Há a estória da menina e do pássaro encantado. “Preciso ir”, dizia o pássaro. “Não vá”, respondia a menina, ingênua. E ele respondia: “Vou para que o amor retorne. Você não entende que só sou encantado por causa da saudade?”. O namoro acontece somente na dor da distância, quando os dedos se tocam de leve.
Ilusão
Vento engarrafado não serve para empinar pipas nem faz o cabelo voar... Gota de chuva brilhando em folha de couve a gente só pode olhar e se extasiar. Alguns pensam que o casamento faz o milagre, que é capaz de por a gota de chuva no anel, que ele consegue engaiolar o vento.

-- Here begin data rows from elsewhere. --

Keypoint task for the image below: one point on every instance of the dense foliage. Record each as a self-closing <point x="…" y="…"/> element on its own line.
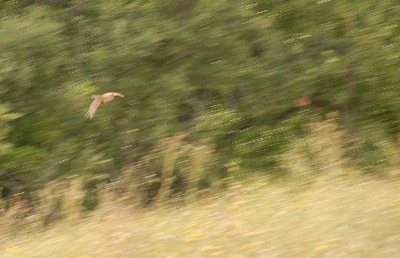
<point x="212" y="89"/>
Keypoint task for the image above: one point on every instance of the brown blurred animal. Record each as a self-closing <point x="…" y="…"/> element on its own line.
<point x="98" y="99"/>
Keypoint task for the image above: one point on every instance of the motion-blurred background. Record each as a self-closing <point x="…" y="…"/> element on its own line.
<point x="216" y="93"/>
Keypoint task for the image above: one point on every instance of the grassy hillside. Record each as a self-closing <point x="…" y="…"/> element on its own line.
<point x="331" y="218"/>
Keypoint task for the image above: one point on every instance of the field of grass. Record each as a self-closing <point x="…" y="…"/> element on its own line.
<point x="333" y="218"/>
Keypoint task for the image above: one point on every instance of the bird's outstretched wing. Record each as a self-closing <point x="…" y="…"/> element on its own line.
<point x="93" y="107"/>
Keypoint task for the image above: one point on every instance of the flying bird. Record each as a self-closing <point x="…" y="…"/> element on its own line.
<point x="98" y="99"/>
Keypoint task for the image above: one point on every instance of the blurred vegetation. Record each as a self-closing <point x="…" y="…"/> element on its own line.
<point x="215" y="91"/>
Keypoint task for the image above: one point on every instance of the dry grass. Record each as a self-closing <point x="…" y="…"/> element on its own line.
<point x="336" y="218"/>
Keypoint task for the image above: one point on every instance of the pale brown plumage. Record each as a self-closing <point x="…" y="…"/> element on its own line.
<point x="98" y="99"/>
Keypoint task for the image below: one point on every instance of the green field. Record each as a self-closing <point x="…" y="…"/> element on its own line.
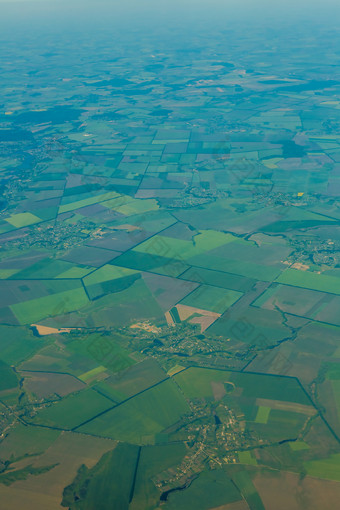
<point x="328" y="469"/>
<point x="309" y="280"/>
<point x="73" y="410"/>
<point x="105" y="486"/>
<point x="28" y="312"/>
<point x="153" y="460"/>
<point x="210" y="298"/>
<point x="140" y="418"/>
<point x="210" y="490"/>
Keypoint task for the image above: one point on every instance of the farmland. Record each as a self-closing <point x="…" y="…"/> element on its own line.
<point x="169" y="261"/>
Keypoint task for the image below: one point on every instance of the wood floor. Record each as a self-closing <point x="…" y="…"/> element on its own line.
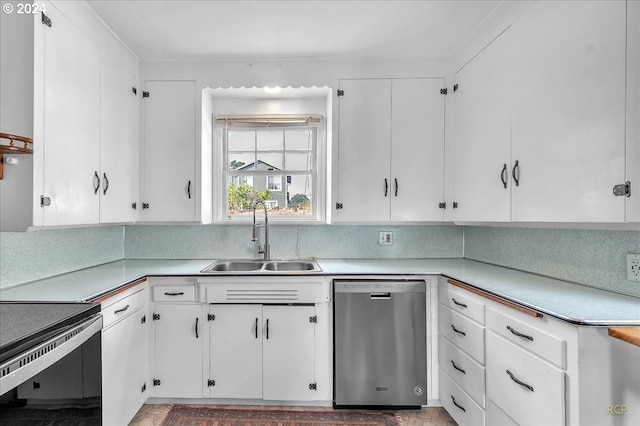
<point x="152" y="415"/>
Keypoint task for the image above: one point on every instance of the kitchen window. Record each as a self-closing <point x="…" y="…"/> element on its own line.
<point x="272" y="158"/>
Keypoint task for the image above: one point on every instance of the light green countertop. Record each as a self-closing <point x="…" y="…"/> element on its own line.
<point x="568" y="301"/>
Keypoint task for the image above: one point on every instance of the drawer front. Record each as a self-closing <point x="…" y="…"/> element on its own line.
<point x="463" y="332"/>
<point x="529" y="390"/>
<point x="115" y="310"/>
<point x="529" y="336"/>
<point x="174" y="293"/>
<point x="466" y="372"/>
<point x="458" y="404"/>
<point x="463" y="302"/>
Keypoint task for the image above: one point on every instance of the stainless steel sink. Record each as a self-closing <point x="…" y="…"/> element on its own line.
<point x="262" y="266"/>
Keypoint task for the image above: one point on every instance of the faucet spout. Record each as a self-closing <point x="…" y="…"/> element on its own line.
<point x="266" y="248"/>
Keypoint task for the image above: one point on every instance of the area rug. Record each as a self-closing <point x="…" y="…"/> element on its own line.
<point x="184" y="415"/>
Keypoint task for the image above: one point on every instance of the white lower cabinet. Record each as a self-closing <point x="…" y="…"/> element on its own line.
<point x="178" y="336"/>
<point x="262" y="352"/>
<point x="124" y="355"/>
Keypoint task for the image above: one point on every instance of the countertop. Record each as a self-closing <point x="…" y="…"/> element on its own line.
<point x="561" y="299"/>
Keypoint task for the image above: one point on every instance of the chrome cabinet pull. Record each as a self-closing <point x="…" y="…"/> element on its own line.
<point x="458" y="368"/>
<point x="267" y="333"/>
<point x="96" y="182"/>
<point x="503" y="176"/>
<point x="458" y="303"/>
<point x="515" y="379"/>
<point x="524" y="336"/>
<point x="458" y="331"/>
<point x="117" y="311"/>
<point x="457" y="405"/>
<point x="106" y="184"/>
<point x="515" y="173"/>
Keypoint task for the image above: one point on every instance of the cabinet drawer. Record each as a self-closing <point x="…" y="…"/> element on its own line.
<point x="121" y="307"/>
<point x="458" y="404"/>
<point x="546" y="345"/>
<point x="174" y="293"/>
<point x="463" y="332"/>
<point x="463" y="370"/>
<point x="462" y="301"/>
<point x="529" y="390"/>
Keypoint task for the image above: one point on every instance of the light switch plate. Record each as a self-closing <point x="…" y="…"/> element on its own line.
<point x="385" y="238"/>
<point x="633" y="267"/>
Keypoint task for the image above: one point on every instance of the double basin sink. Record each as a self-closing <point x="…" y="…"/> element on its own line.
<point x="262" y="266"/>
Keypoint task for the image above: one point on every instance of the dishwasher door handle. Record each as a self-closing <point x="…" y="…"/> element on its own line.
<point x="380" y="296"/>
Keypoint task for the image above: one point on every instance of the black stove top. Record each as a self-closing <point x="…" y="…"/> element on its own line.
<point x="26" y="324"/>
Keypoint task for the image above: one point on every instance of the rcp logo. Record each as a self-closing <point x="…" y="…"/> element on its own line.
<point x="617" y="409"/>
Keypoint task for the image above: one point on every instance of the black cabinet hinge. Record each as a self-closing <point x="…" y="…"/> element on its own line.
<point x="623" y="189"/>
<point x="46" y="20"/>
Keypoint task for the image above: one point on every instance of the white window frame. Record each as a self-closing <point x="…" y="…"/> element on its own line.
<point x="318" y="171"/>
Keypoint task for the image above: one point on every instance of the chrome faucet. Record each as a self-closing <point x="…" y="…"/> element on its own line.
<point x="266" y="248"/>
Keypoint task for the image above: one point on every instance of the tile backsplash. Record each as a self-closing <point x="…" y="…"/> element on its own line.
<point x="592" y="257"/>
<point x="291" y="241"/>
<point x="32" y="255"/>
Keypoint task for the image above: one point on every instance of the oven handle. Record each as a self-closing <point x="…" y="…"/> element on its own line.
<point x="46" y="354"/>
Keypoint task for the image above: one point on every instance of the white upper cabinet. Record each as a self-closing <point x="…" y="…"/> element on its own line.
<point x="85" y="122"/>
<point x="391" y="150"/>
<point x="70" y="142"/>
<point x="539" y="118"/>
<point x="568" y="116"/>
<point x="118" y="145"/>
<point x="169" y="190"/>
<point x="482" y="135"/>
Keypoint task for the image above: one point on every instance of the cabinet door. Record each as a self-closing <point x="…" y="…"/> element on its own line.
<point x="71" y="143"/>
<point x="124" y="369"/>
<point x="417" y="141"/>
<point x="288" y="353"/>
<point x="178" y="351"/>
<point x="169" y="151"/>
<point x="569" y="111"/>
<point x="118" y="144"/>
<point x="482" y="135"/>
<point x="235" y="355"/>
<point x="364" y="187"/>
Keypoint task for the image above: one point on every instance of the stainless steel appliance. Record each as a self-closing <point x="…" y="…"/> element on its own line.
<point x="380" y="343"/>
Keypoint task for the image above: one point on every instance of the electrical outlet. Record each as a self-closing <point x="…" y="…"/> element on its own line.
<point x="633" y="267"/>
<point x="385" y="238"/>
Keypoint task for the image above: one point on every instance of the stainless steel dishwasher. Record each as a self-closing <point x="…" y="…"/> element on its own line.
<point x="380" y="343"/>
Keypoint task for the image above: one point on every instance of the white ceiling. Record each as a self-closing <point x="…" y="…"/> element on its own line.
<point x="294" y="29"/>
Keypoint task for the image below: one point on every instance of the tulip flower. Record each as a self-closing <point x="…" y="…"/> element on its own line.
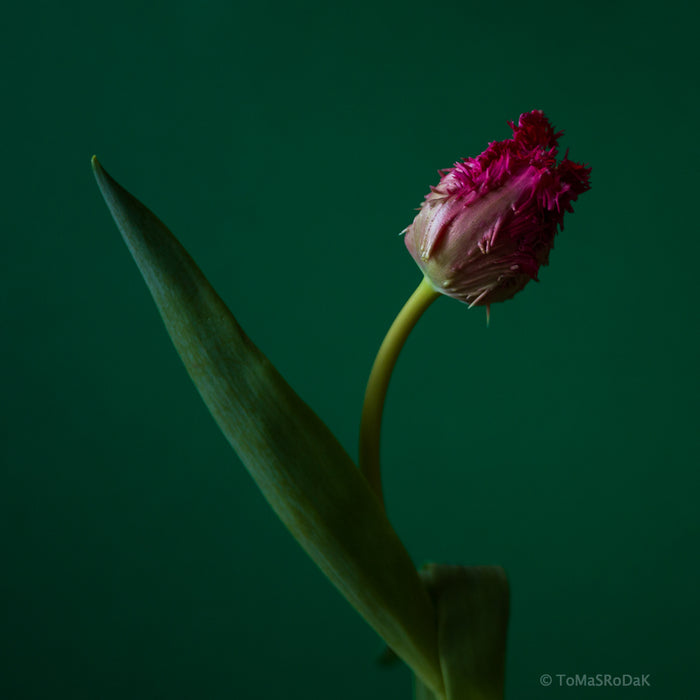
<point x="480" y="236"/>
<point x="484" y="231"/>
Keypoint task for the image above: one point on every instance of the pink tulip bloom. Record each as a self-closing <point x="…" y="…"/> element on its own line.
<point x="482" y="233"/>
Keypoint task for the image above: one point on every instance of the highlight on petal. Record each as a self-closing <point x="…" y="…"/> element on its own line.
<point x="488" y="226"/>
<point x="302" y="470"/>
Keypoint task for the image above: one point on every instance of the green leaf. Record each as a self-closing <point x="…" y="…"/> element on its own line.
<point x="302" y="470"/>
<point x="472" y="605"/>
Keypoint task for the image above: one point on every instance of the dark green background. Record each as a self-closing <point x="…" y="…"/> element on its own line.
<point x="287" y="144"/>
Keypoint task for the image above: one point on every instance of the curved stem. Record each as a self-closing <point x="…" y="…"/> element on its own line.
<point x="378" y="383"/>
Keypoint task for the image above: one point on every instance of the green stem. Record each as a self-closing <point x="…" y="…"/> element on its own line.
<point x="371" y="422"/>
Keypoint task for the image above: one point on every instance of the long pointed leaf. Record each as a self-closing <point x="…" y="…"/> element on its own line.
<point x="303" y="472"/>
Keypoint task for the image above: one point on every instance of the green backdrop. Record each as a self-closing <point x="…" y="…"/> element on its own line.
<point x="287" y="144"/>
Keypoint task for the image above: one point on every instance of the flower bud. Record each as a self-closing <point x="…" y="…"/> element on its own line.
<point x="482" y="233"/>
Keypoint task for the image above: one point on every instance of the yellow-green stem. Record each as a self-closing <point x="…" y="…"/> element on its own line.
<point x="378" y="383"/>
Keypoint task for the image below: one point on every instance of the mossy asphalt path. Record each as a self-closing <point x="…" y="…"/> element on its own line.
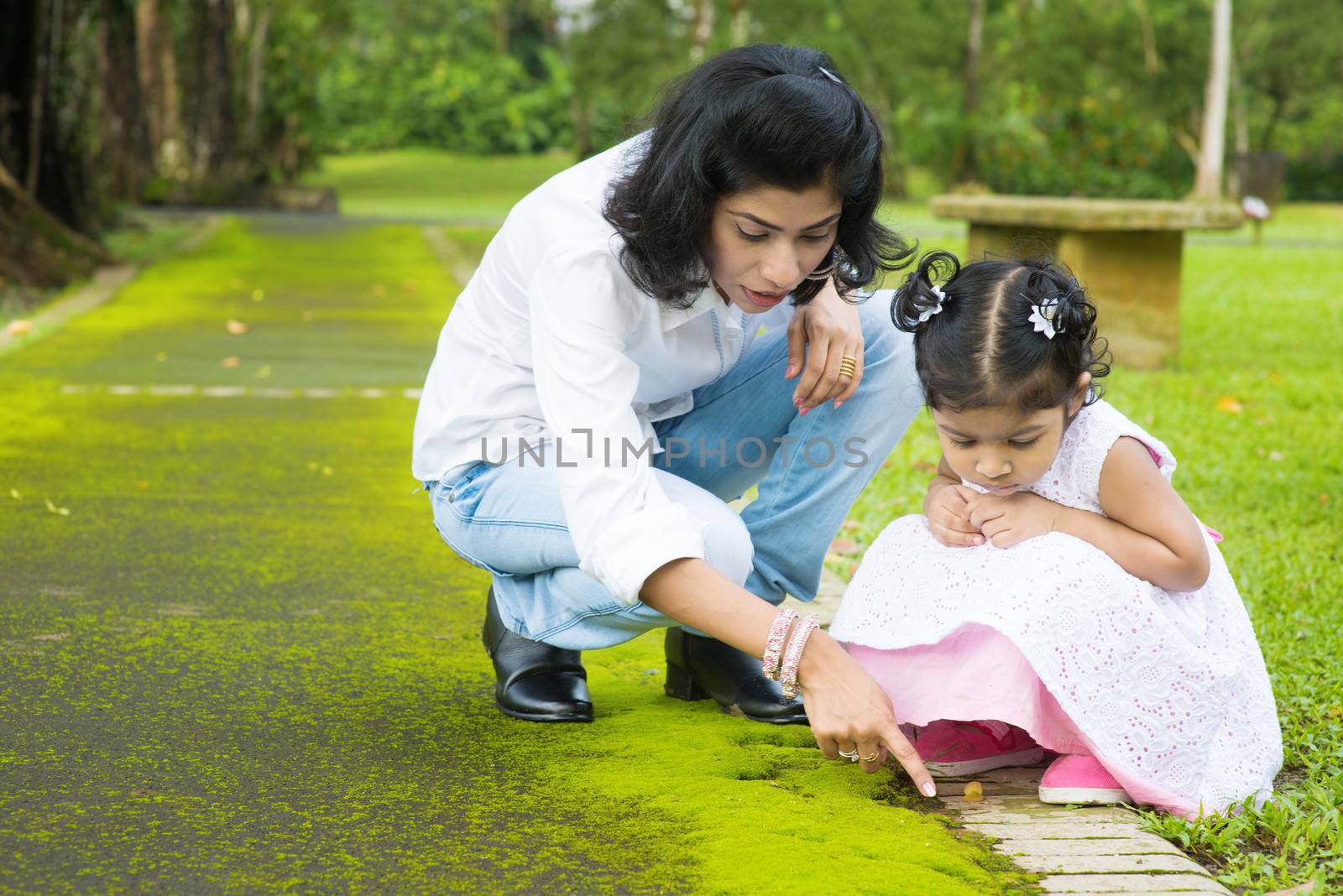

Amamos uma pessoa pela poesia que vemos escrita no seu corpo.
Bem dizia Adélia Prado que “erótica é a alma”.
Só o amor não basta
O amor não basta. Dona Baratinha sabia disso e perguntava aos seus pretendentes: “Como é que você faz de noite?”. Mas há outra pergunta tão importante quanto esta, nascida da curiosidade sexual: “Como é que você faz de dia?”.
Espelho
Amamos as pessoas não pela beleza delas, mas pela nossa beleza que aparece refletida nos olhos dela. O que é uma bela pessoa? É aquela em que nos vemos belos.
Somos mendigos de olhares. Olhos são espelhos. Cada encontro é um pedido: “Dize-me, espelho meu, haverá no mundo alguém mais belo que eu?”
FONTE: ALVES, Rubem. Do universo à jabuticaba. Ed. Planeta, SP, 2010, pg. 150/152/153
Amar é inacreditavelmente acreditar.